Escape of 42 mental patients in Guangxi a sign that rights abuses persist

Breakout of 42 inmates from Guangxi mental hospital seen as a sign that changes to laws on forced confinement have not been implemented

PUBLISHED : Tuesday, 09 July, 2013, 12:00am
UPDATED : Tuesday, 09 July, 2013, 4:53am

The dramatic escape of more than 40 patients from a Guangxi mental health institution over the weekend illustrates the daunting challenges still facing the mainland's psychiatric system despite the introduction of new laws, analysts said.

Some 42 mentally ill patients who broke out of the hospital in Tengxian county, Wuzhou city, on Friday night had all been accounted for by Saturday.

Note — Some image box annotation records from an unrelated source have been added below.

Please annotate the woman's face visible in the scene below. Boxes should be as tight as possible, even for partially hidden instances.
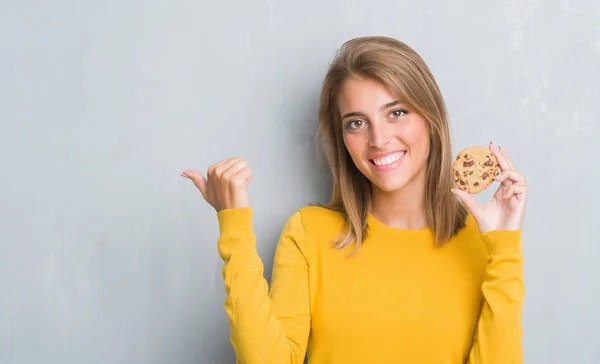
[338,77,429,192]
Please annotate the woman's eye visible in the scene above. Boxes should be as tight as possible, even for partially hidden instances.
[392,109,408,118]
[346,120,364,129]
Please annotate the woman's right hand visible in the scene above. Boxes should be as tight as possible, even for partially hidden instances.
[181,158,252,212]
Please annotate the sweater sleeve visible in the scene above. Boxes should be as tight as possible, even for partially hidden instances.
[467,230,525,364]
[217,208,311,364]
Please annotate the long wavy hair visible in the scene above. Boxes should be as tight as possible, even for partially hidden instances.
[317,36,468,252]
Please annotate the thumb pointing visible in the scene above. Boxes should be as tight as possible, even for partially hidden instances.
[181,170,207,200]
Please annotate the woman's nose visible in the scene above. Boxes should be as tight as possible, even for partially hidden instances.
[369,123,392,149]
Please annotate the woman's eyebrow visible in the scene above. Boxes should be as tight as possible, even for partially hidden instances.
[342,100,400,120]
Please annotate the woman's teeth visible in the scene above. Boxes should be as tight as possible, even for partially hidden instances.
[372,152,406,166]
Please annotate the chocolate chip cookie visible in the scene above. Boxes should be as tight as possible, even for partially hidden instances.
[453,147,500,194]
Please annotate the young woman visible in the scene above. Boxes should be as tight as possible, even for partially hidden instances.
[183,37,526,364]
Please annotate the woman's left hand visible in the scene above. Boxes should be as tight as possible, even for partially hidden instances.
[452,142,527,233]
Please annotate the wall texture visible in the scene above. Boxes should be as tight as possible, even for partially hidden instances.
[0,0,600,364]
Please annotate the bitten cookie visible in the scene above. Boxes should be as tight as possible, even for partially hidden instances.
[453,147,500,194]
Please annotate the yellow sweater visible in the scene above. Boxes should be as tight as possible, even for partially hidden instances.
[217,206,524,364]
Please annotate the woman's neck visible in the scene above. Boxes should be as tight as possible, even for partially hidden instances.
[370,173,428,230]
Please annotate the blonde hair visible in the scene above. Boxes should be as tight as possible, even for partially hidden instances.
[317,36,468,252]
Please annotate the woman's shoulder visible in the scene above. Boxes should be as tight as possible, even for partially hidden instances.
[288,204,344,237]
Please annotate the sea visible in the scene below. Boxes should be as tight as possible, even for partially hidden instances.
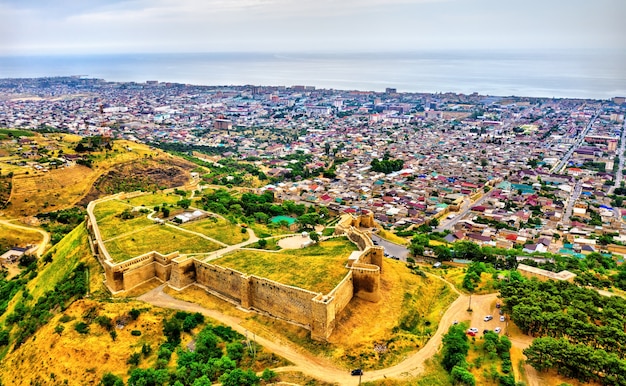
[0,50,626,99]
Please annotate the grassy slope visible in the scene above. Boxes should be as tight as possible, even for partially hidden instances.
[171,259,456,370]
[0,224,41,252]
[105,225,220,261]
[0,136,172,217]
[181,218,249,245]
[213,238,357,293]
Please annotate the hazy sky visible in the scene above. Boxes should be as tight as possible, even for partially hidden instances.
[0,0,626,55]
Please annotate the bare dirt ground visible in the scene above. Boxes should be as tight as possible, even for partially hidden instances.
[278,235,311,249]
[138,278,499,385]
[0,220,50,257]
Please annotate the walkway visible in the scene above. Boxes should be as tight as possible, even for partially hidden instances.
[138,276,472,385]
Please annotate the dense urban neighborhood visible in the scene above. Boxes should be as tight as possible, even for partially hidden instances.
[0,76,626,386]
[0,77,626,256]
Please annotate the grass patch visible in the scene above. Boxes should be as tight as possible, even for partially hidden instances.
[181,217,250,245]
[27,223,91,299]
[246,238,282,251]
[442,264,498,295]
[245,259,457,370]
[250,223,294,238]
[213,238,357,293]
[93,200,132,223]
[376,228,409,245]
[105,225,220,262]
[94,200,154,240]
[125,193,180,209]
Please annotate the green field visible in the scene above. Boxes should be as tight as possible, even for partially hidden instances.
[0,224,42,254]
[250,223,294,238]
[105,225,221,262]
[181,217,250,245]
[93,200,132,223]
[124,193,180,209]
[212,238,358,293]
[94,200,154,240]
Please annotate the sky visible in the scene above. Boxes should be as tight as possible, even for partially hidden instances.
[0,0,626,55]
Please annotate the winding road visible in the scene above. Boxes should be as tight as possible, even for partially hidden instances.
[138,275,497,385]
[0,220,50,257]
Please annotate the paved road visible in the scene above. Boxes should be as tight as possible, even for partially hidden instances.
[371,233,409,261]
[435,189,493,232]
[138,276,488,385]
[609,122,626,199]
[561,180,583,224]
[0,220,50,257]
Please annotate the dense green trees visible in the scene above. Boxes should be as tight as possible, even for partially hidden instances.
[118,322,266,386]
[6,263,88,347]
[524,337,626,385]
[200,189,328,228]
[501,280,626,385]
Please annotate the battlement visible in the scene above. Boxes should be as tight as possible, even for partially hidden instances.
[87,199,383,341]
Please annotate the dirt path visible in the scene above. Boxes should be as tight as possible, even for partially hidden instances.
[0,220,50,257]
[138,278,496,385]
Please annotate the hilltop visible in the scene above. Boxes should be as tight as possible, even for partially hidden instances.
[0,129,196,217]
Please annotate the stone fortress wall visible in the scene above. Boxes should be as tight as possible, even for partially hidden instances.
[87,193,383,341]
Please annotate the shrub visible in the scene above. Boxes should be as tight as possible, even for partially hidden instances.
[128,308,141,320]
[100,373,124,386]
[141,343,152,357]
[95,316,113,331]
[126,352,141,366]
[74,322,89,334]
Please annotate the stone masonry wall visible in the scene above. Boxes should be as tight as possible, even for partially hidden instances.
[194,260,243,303]
[87,199,383,341]
[250,276,317,328]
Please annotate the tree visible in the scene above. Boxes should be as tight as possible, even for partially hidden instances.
[100,372,124,386]
[441,325,469,371]
[450,366,476,386]
[219,368,261,386]
[433,245,452,261]
[226,342,243,362]
[177,198,191,209]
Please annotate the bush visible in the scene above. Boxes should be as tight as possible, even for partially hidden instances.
[126,352,141,366]
[157,345,172,362]
[226,342,243,362]
[74,322,89,334]
[128,308,141,320]
[100,373,124,386]
[0,330,9,347]
[141,343,152,357]
[261,368,276,382]
[95,316,113,331]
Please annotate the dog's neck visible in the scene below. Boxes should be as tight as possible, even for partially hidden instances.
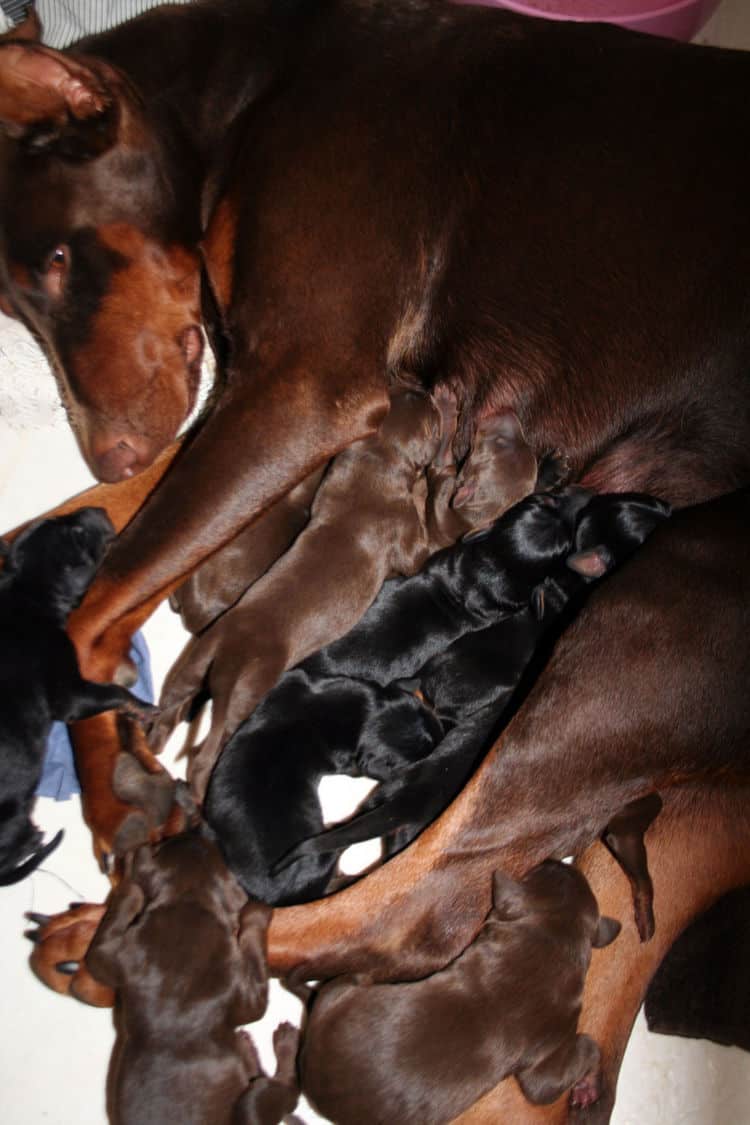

City officials told local media that seven of the patients - who had been sent to the hospital on police referrals, including two with criminal records - had held doctors hostage, grabbed the ward's keys and escaped. The others followed suit.

About 200 police and 400 other security officers searched for the fleeing patients. Within a day they were all found and returned to the hospital.

The saga reignited debate about whether some of the patients were genuinely ill and had been confined in the mental health ward against their will.

In October, the National People's Congress passed the country's first national mental health law, including a ban on forced confinement. Psychiatrists called the law a major step towards improving mental health care for millions of mainland residents and ending human rights abuses in which thousands have been sent to hospital involuntarily.

Human rights advocates complain that loopholes in regulations allow local officials to use the threat of institutionalisation as a weapon against petitioners.

Huang Xuetao , president of the Equity and Justice Initiative, a Shenzhen-based advocacy group, said some local governments such as Beijing and Tianjin municipality have released many mental patients since the new law came to effect in May "because the patients don't have to be admitted to hospital all the time".

"But many other local governments aren't taking any action," Huang said, adding that she wondered if Friday's breakout in Tengxian was in some way a protest by patients to achieve the freedom they deserved.